Prometheus sink
The Prometheus sink buffers OpenTelemetry metrics and exports them in Prometheus time series format using the Remote Write API. It supports both open-source Prometheus and Amazon Managed Service for Prometheus (AMP).
The prometheus sink processes only metric data. All other data types are sent to the DLQ pipeline, if it is configured.
To ensure compatibility, the Prometheus sink sorts metrics by timestamp within each batch before sending them to the server. It also supports an out-of-order window, which allows ingestion of metrics with older timestamps.
Usage
The following examples configure the Prometheus sink for different deployment scenarios.
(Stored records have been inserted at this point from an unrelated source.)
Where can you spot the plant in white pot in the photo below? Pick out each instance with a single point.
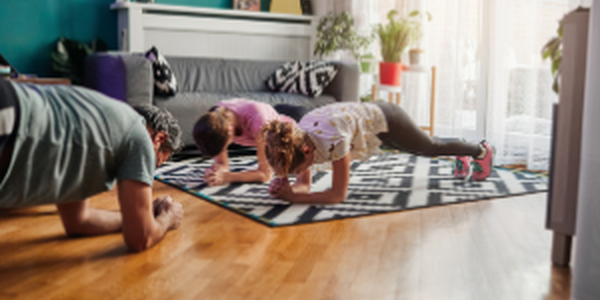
(394, 38)
(336, 34)
(416, 52)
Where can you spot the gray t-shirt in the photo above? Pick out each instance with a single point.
(73, 143)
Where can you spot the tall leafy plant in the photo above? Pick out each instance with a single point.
(417, 17)
(337, 32)
(553, 51)
(394, 36)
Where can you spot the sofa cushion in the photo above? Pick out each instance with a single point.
(106, 73)
(165, 83)
(307, 78)
(195, 74)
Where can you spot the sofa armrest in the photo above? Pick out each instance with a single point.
(123, 76)
(344, 86)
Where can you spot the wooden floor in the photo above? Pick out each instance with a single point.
(495, 249)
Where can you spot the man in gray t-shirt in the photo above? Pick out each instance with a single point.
(65, 144)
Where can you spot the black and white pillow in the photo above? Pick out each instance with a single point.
(307, 78)
(165, 83)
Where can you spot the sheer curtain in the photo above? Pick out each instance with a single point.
(491, 80)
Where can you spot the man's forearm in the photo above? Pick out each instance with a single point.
(249, 176)
(78, 219)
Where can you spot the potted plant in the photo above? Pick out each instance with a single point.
(416, 53)
(335, 33)
(394, 37)
(368, 63)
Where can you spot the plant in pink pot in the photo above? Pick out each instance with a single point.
(394, 38)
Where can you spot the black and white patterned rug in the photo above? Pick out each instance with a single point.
(384, 183)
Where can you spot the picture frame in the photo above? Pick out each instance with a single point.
(251, 5)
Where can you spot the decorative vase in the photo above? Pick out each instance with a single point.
(390, 73)
(416, 56)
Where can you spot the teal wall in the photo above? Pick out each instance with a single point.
(29, 28)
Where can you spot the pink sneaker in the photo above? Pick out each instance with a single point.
(482, 168)
(462, 167)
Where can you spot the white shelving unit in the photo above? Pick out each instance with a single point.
(207, 32)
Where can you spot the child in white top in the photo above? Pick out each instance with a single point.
(334, 135)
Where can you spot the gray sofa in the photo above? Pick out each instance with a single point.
(202, 82)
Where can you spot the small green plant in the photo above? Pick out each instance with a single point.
(394, 37)
(337, 32)
(417, 31)
(553, 51)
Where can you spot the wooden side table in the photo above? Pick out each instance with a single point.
(36, 80)
(395, 95)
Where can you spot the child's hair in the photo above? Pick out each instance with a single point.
(283, 146)
(211, 132)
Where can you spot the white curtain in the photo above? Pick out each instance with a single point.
(491, 80)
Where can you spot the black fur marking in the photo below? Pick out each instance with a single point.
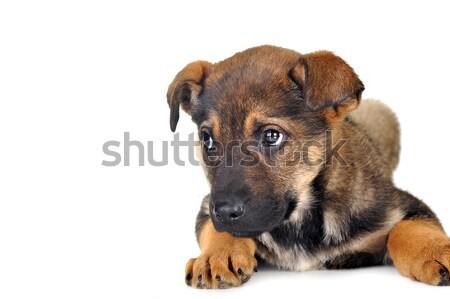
(202, 217)
(354, 260)
(367, 221)
(292, 204)
(415, 208)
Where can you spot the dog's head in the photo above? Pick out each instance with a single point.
(262, 117)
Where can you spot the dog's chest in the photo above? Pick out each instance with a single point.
(294, 258)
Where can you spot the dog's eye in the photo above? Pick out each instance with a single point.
(207, 140)
(272, 138)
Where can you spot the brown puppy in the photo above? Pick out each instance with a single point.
(296, 179)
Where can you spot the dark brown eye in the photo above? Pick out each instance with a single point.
(207, 140)
(272, 138)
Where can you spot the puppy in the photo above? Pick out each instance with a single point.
(298, 181)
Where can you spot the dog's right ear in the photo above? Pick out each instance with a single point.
(185, 88)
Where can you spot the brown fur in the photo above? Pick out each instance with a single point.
(421, 250)
(225, 260)
(328, 211)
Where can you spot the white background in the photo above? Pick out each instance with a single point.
(76, 74)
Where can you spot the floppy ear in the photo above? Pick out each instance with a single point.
(327, 81)
(185, 88)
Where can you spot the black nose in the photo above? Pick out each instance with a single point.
(228, 212)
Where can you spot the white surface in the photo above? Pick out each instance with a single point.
(74, 75)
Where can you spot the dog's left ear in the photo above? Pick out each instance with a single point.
(328, 84)
(185, 88)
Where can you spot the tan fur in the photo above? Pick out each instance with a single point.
(225, 260)
(421, 250)
(382, 126)
(336, 213)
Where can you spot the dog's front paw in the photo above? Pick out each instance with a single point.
(221, 267)
(435, 268)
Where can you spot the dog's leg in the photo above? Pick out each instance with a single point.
(420, 250)
(225, 261)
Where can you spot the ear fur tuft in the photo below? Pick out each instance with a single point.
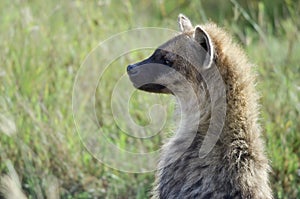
(202, 37)
(184, 23)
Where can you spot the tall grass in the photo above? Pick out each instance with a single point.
(43, 44)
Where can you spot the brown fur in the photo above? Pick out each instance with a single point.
(237, 166)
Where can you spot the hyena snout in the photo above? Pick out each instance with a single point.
(146, 75)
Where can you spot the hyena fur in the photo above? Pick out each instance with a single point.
(237, 166)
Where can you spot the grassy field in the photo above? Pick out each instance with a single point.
(43, 44)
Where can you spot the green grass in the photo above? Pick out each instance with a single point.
(43, 45)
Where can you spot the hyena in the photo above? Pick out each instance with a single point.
(236, 166)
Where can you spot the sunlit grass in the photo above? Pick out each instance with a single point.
(43, 45)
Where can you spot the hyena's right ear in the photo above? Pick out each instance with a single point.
(202, 37)
(184, 23)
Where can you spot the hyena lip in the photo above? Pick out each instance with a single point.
(154, 88)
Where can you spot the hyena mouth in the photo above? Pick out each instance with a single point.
(144, 76)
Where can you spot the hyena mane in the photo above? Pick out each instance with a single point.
(236, 165)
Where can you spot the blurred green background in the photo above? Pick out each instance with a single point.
(43, 44)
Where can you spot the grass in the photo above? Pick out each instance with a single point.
(43, 45)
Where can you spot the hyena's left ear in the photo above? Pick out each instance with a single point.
(202, 37)
(184, 23)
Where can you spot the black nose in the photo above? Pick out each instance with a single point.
(130, 67)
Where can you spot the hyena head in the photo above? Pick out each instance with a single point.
(176, 64)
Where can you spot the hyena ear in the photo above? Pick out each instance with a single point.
(184, 23)
(204, 40)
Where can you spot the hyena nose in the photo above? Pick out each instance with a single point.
(130, 69)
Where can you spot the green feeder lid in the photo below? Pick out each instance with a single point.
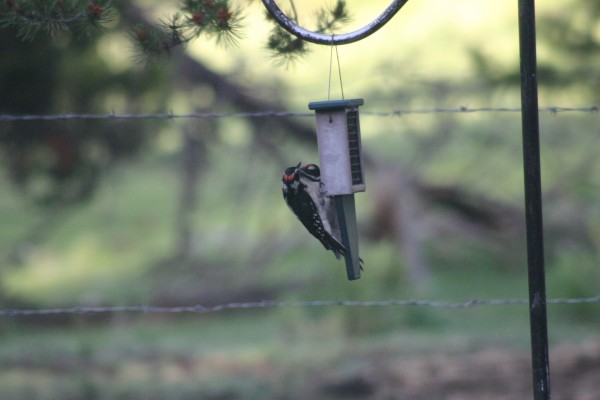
(335, 104)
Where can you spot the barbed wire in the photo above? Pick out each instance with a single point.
(201, 309)
(265, 114)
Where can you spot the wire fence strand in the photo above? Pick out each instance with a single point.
(201, 309)
(266, 114)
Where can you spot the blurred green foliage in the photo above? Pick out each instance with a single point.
(119, 245)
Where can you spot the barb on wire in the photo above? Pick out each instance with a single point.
(200, 309)
(265, 114)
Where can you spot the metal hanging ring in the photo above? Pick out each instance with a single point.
(329, 39)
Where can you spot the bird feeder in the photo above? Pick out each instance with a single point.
(340, 155)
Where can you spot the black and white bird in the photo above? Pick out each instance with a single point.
(302, 191)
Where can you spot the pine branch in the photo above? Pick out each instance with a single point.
(31, 17)
(196, 17)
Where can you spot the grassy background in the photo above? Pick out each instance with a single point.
(119, 248)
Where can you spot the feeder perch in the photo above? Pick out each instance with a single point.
(340, 155)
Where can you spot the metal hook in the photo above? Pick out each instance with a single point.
(339, 39)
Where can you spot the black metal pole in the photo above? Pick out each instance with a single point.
(533, 201)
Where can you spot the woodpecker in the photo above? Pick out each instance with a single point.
(301, 187)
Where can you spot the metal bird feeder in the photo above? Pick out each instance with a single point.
(340, 155)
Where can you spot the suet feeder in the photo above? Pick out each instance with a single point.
(340, 155)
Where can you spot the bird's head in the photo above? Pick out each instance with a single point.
(291, 174)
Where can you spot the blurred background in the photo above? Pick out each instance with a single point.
(185, 211)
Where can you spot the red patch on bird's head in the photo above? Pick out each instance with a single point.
(289, 178)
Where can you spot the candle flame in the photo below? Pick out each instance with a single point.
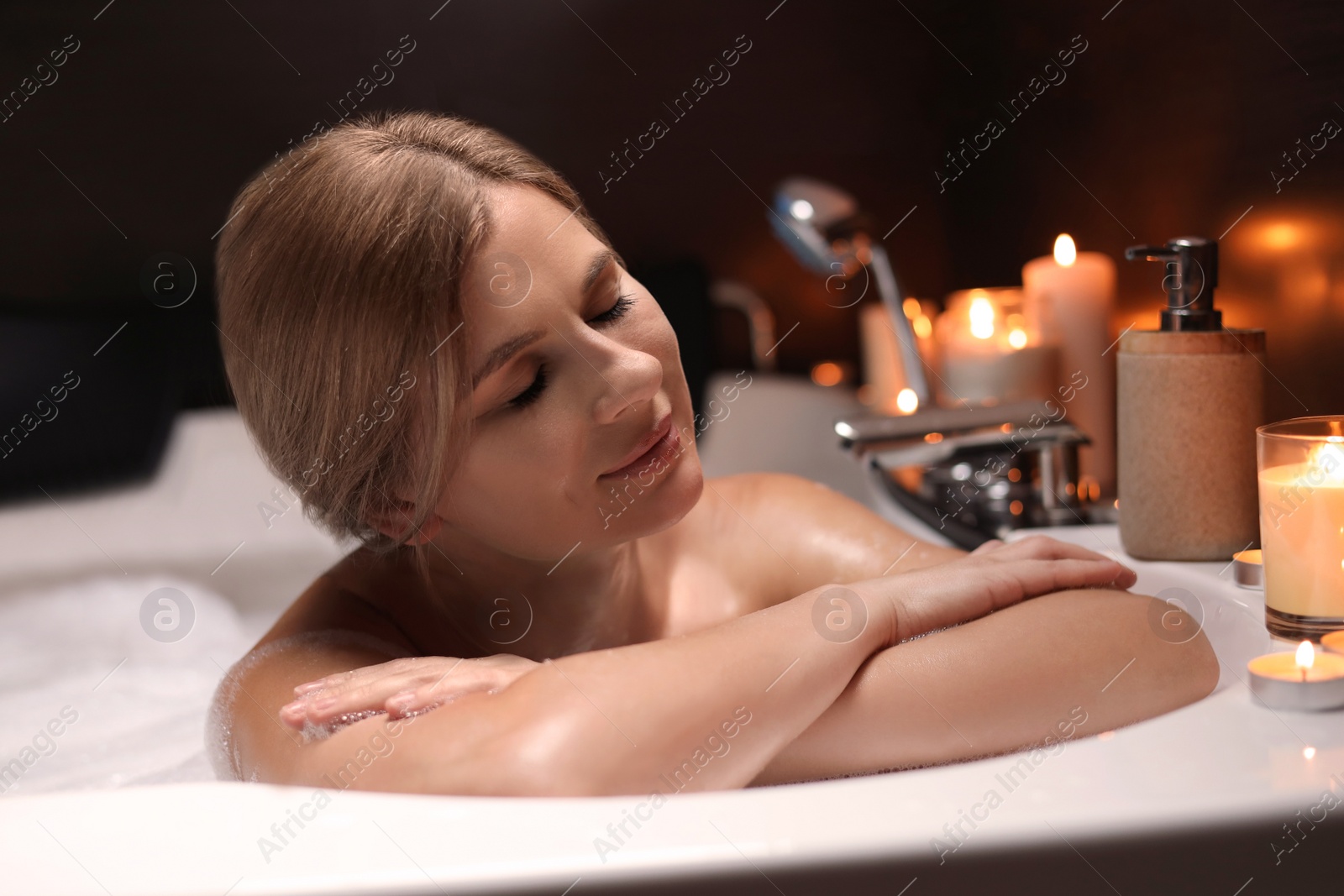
(1330, 459)
(1065, 250)
(981, 317)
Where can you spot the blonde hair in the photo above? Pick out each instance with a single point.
(339, 282)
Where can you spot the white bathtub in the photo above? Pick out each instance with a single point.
(143, 817)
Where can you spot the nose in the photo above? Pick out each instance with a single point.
(629, 378)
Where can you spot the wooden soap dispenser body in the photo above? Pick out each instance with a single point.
(1189, 398)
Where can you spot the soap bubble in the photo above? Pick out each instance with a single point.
(839, 614)
(1168, 624)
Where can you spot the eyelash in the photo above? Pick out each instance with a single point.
(622, 304)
Open-source Prometheus with no authentication
To use an open-source Prometheus instance, provide an https:// URL. To use http://, set insecure to true. No aws block is needed. Prometheus must be started with the --web.enable-remote-write-receiver flag:
pipeline:
...
sink:
- prometheus:
url: "http://localhost:9090/api/v1/write"
insecure: true
threshold:
max_events: 1000
flush_interval: PT5S
Open-source Prometheus with HTTP Basic authentication
To authenticate with HTTP Basic credentials (for example, when Prometheus is behind a reverse proxy with basic authentication enabled), use the authentication block:
pipeline:
...
sink:
- prometheus:
url: "https://localhost:9090/api/v1/write"
authentication:
http_basic:
username: "promuser"
password: "prompass"
AMP
To use AMP, provide the aws configuration block. An https:// URL is required when using AWS authentication:
pipeline:
...
sink:
- prometheus:
url: "https://aps-workspaces.us-east-2.amazonaws.com/workspaces/ws-xxxxxxxx-xxxx/api/v1/remote_write"
aws:
region: "us-east-2"
sts_role_arn: "arn:aws:iam::123456789012:role/data-prepper-prometheus-role"
threshold:
max_events: 1000
flush_interval: PT5S
IAM permissions
When using AMP, configure AWS Identity and Access Management (IAM) to grant OpenSearch Data Prepper permissions to write to Amazon Managed Service for Prometheus. You can use a configuration similar to the following JSON configuration:
{
"Version": "2012-10-17",
"Statement": [
{
"Sid": "amp-access",
"Effect": "Allow",
"Action": [
"aps:RemoteWrite"
],
"Resource": "arn:aws:aps:<region>:<account-id:workspace>/<workspace-id>"
}
]
}
Configuration
Use the following options when customizing the prometheus sink.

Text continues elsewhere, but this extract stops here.